My experience in taking Dexedrine was quite short lived. After a night of interrupted sleep, I took ¼ of a 5mg tablet (in the morning.) My cognitive abilities were noticeably improved throughout the day and I was more alert than normal- After an interrupted sleep, I am typically very sleepy during the day however the Dexedrine remedied this problem. Every day I meditate for 1 hour and on the day I took the Dexedrine, my meditation was far more focused, easier and effective than normal. The downside of the Dexedrine hit me at approximately 5pm when I experienced a crash. I speculated that the Dexedrine was wearing off when I crashed as it has a very short half-life. I have not taken Dexedrine since due to the potential crash it may cause.

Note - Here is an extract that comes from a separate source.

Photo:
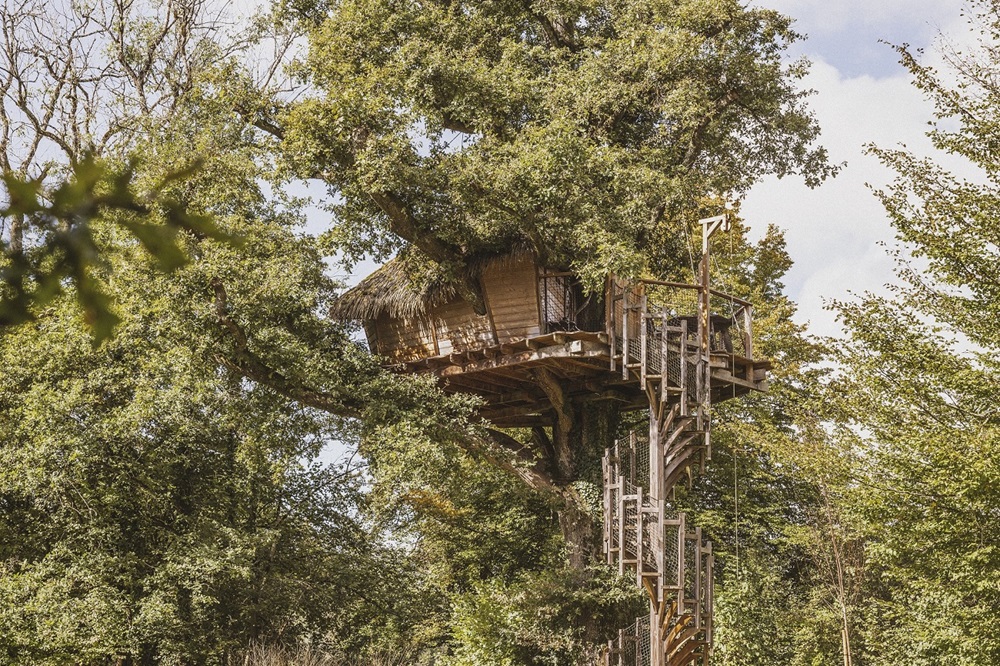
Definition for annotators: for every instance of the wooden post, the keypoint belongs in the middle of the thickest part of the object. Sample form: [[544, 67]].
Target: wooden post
[[625, 354], [684, 352], [664, 364], [643, 341], [748, 331]]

Azithromycin is an antibiotic with immunomodulatory and antiviral properties. The macrolide antibiotic family (of which Azithromycin belongs) is effective against a broad range of bacteria-many of which have been linked to ME. Azithromycin is able to cross the blood brain barrier with some ease and it hence has the potential to fight CNS infections. It also has anti-inflammatory properties. Dr. De Meirleir and Dr. Nicholson are both advocates of Azithromycin, using it quite frequently with some success. A Vermeulen et al. study (found here: http://www.ncbi.nlm.nih.gov/pmc/articles/PMC1562448/) discerned that 58 out of the 99 CFS patients studied had a decrease of symptoms while taking Azithromycin. The antibiotic was most effective in patients with low levels of Acetylcarnitine. It should be noted that none of the patients in the study reached remission status as a result of this treatment. Azithromycin may exacerbate liver function impairment and can be fairly expensive.

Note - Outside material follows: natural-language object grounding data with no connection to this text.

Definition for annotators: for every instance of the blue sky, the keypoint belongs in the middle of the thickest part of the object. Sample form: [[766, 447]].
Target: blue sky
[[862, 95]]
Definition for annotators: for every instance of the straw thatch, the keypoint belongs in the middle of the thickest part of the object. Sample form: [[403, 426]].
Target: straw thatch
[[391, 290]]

My experience with Azithromycin is ongoing as I have been taking it for the past 3 weeks and will continue to take it for the next 3 weeks. To date, I haven’t noticed any effects.
I will attempt to keep this Testosterone summary short. As a male, with borderline low testosterone, I applied testosterone cream daily for approximately 1 month and had HCG injections weekly for 4 weeks. Over this period, I experienced frequent crashes and an exacerbation of many symptoms. It was arguably the worst month of my ME. I also lost my appetite (probably due to the HCG injections.) The blood test showed that after 1 month of testosterone treatments, my testosterone was moderately lower than when I began the testosterone treatments. My doctor speculated that my body had ceased to create endogenous testosterone due to the exogenous testosterone applied to it. I’m not feeling well enough at present to detail the potential positives and negatives of testosterone (it can replicate viruses including XMRV-whatever that is) however I have ceased the treatment and am now back to baseline (how I was feeling before trialling the testosterone.)
Ideally, I would like to write in detail regarding each treatment however due to my current health status, this is not possible. I have a handful of other treatments that I will commence over the coming months and I will blog about any effect these treatments have on my ME.